Some aspects and implementations of the present disclosure may be performed, at least in part, using a computer. The computer may be configured to perform one or more specific steps of a method and/or specific functions for a system in accordance with embodiments discussed herein. The computer may be configured to perform one or more functions associated with embodiments illustrated in one or more of FIGS. 1-4. For example, the computer may be configured to perform aspects described herein for implementing various aspects of obtaining dynamic radiology data, processing the obtained data, and/or generating a perfusion map representation.

The computer may include a processing unit (“CPU”), a system memory, and a system bus that couples the memory to the CPU. The computer may further include a mass storage device for storing program modules. The program modules may be operable to perform functions associated with one or more embodiments described herein. For example, when executed, the program modules can cause one or more medical imaging devices and/or computers to perform functions described herein for implementing aspects shown in FIGS. 1- 4. The program modules may include an imaging application for performing data acquisition and/or processing functions as described herein, for example to acquire and/or process image data corresponding to x-ray imaging data of an area of interest of a subject. The computer may include a data store for storing data that may include imaging-related data.

The mass storage device may be connected to the CPU through a mass storage controller connected to the bus. The mass storage device and its associated computer- storage media may provide non-volatile storage for the computer. Although the description of computer-storage media contained herein refers to a mass storage device, such as a hard disk, it should be appreciated by those skilled in the art that computer-storage media can be any available computer storage media that can be accessed by the computer.

By way of example and not limitation, computer storage media (also referred to herein as “computer-readable storage medium” or “computer-readable storage media”) may include volatile and non-volatile, removable and non-removable media implemented in any method or technology for storage of information such as computer-storage instructions, data structures, program modules, or other data. “Computer storage media”, “computer-readable storage medium” or “computer-readable storage media” as described herein do not include transitory signals. The computer may also include an input/output controller for receiving and processing input from any of a number of input devices. Input devices may include one or more of keyboards, mice, stylus, touchscreens, microphones, audio capturing devices, and image/video capturing devices. An end user may utilize the input devices to interact with a user interface, for example a graphical user interface, for managing various functions performed by the computer. The input/output controller may be configured to manage output to one or more display devices for displaying visually representations of data, such as display monitors/screens that are integral with other components of the computer or are remote displays.

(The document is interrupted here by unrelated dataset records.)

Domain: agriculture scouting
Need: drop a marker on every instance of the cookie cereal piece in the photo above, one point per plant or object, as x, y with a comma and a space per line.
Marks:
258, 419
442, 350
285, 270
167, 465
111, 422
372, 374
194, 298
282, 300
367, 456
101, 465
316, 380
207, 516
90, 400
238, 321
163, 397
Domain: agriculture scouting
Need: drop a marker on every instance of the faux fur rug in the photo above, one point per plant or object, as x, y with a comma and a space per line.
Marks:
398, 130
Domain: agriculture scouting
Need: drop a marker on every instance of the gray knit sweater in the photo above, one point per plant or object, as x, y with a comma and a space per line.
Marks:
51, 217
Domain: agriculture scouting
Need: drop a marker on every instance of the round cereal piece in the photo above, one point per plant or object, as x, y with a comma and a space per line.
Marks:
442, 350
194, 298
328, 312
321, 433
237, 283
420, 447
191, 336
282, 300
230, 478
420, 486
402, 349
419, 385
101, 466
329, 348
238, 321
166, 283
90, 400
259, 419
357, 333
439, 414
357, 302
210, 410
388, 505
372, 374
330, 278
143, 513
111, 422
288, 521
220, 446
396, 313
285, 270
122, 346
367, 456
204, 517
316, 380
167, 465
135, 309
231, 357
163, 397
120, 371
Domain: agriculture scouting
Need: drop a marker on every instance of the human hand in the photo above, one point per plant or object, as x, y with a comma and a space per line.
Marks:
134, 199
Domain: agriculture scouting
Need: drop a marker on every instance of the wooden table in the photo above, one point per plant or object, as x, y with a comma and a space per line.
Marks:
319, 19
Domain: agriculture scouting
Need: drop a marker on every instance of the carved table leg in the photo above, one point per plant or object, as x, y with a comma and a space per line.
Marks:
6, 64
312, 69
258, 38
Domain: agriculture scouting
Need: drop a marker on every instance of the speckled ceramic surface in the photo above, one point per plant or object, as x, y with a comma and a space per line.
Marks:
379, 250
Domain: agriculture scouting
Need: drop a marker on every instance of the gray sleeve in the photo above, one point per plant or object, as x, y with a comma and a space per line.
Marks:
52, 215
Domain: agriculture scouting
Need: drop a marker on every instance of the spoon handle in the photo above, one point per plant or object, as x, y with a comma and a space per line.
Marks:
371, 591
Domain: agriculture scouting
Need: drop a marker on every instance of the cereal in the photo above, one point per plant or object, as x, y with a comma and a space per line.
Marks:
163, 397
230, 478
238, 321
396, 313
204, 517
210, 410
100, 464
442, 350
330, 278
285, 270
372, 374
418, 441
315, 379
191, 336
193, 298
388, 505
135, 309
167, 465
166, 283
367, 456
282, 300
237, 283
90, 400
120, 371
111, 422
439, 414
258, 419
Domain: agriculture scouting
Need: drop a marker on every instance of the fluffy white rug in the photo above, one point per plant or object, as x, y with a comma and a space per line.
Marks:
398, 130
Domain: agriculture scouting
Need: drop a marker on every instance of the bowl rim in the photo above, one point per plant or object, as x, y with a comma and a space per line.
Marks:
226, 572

CONCLUSION The specific configurations, choice of materials and the size and shape of various elements can be varied according to particular design specifications or constraints requiring a system or method constructed according to the principles of the present disclosure. Such changes are intended to be embraced within the scope of the present disclosure. The presently disclosed embodiments, therefore, are considered in all respects to be illustrative and not restrictive. The patentable scope of certain embodiments of the disclosed technology is indicated by the appended claims.